震災前取材

岩手県大船渡市三陸町越喜来東崎浜

 

この越喜来界隈には、多くの「鬼」の伝説が伝えられている。

昔、エゾの鬼といわれた大鬼がいた。この鬼は都の方から追われて、この地でしばらく身を潜めていた。この地は、隠れるのに都合の良いところだったので、鬼が喜んで来たということで「鬼喜来(おきらい)」と呼ばれるようになった。
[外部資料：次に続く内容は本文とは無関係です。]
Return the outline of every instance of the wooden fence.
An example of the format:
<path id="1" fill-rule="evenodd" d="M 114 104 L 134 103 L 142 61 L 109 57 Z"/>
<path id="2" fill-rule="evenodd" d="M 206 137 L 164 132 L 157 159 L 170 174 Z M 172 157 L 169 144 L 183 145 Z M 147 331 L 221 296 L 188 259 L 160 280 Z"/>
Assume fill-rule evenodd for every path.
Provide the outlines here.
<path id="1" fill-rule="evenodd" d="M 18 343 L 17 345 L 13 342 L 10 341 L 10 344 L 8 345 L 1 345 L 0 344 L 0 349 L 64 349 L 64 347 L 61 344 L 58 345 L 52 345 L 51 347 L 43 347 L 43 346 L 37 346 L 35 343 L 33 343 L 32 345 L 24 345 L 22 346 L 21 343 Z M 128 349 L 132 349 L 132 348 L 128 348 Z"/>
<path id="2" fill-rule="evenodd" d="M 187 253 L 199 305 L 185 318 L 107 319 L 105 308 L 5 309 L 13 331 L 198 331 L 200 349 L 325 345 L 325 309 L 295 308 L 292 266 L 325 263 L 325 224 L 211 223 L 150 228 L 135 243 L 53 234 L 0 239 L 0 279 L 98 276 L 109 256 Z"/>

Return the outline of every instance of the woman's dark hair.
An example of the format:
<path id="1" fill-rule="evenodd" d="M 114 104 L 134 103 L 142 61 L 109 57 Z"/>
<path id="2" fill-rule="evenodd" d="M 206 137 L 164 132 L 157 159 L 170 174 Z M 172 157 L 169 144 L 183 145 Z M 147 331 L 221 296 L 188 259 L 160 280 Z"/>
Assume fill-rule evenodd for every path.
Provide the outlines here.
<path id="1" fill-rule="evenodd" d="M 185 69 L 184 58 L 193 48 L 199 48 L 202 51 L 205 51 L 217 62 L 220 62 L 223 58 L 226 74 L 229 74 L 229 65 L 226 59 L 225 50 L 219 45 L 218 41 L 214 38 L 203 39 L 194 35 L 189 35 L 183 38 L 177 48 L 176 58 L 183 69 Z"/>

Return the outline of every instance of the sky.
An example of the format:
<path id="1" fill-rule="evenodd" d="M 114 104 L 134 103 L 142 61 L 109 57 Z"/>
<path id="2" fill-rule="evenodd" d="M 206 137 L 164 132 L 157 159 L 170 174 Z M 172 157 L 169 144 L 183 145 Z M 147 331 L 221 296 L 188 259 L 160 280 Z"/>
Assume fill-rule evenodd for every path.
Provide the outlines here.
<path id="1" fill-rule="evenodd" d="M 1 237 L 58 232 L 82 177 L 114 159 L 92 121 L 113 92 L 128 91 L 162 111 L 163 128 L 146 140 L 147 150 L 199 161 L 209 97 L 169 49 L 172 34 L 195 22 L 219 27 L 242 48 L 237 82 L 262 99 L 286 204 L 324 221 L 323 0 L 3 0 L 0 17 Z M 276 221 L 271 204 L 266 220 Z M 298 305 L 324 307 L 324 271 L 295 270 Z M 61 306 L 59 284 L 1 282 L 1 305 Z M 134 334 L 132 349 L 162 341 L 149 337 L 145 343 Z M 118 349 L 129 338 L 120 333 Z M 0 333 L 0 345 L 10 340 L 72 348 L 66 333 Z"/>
その鬼は、しばらくこの地に潜んでいたが、後に追手にみつかり他所に逃げたという。そのときこの鬼は、越喜来と吉浜との間の峠を、一刻も休まずに走り逃げ失せたことから、この峠は「うせ峠」と呼ばれるようになった。

また、次のようにも伝えられる。

昔、越喜来にはたくさんの鬼が棲んでいた。この鬼を退治するために、都から坂上田村麻呂将軍が、大勢の兵を引き連れこの地に乗り込んできた。田村麻呂は、大船渡から船で来たが、越喜来に上陸するや、たちまちのうちに鬼どもを討ち平らげ、死体はバラバラにして海へ流したと云う。

鬼が逃げ場を失い、多くの鬼が殺された沢は「鬼沢」と呼ばれるようになった。また、バラバラにされた鬼の死体が、あちらこちらに打ち上げられた。頭が打ち上げられた地は「頭崎(こうべざき)」、脛が打ち上げられた地は「脛崎(すねざき)」、牙が上がった所は「牙ヶ崎」と呼ぶようになった。

次のように伝える話もある。

越喜来の崎浜に、昔「大六山」と称する鬼が棲んでいて、里人を殺し、財を奪い取っていた。人々はこれを恐れて、この地に近づく者はなかった。

あるときこの地に来た武勇の士の多田満仲がこの鬼を鬼沢で成敗し、屍を海に投げ捨てた。その夜、首や脚が別々に岬々に流れ着き、これにちなんで「鬼沢」「首崎」「脛崎」「牙崎」「屍骨崎」と名づけられたと云う。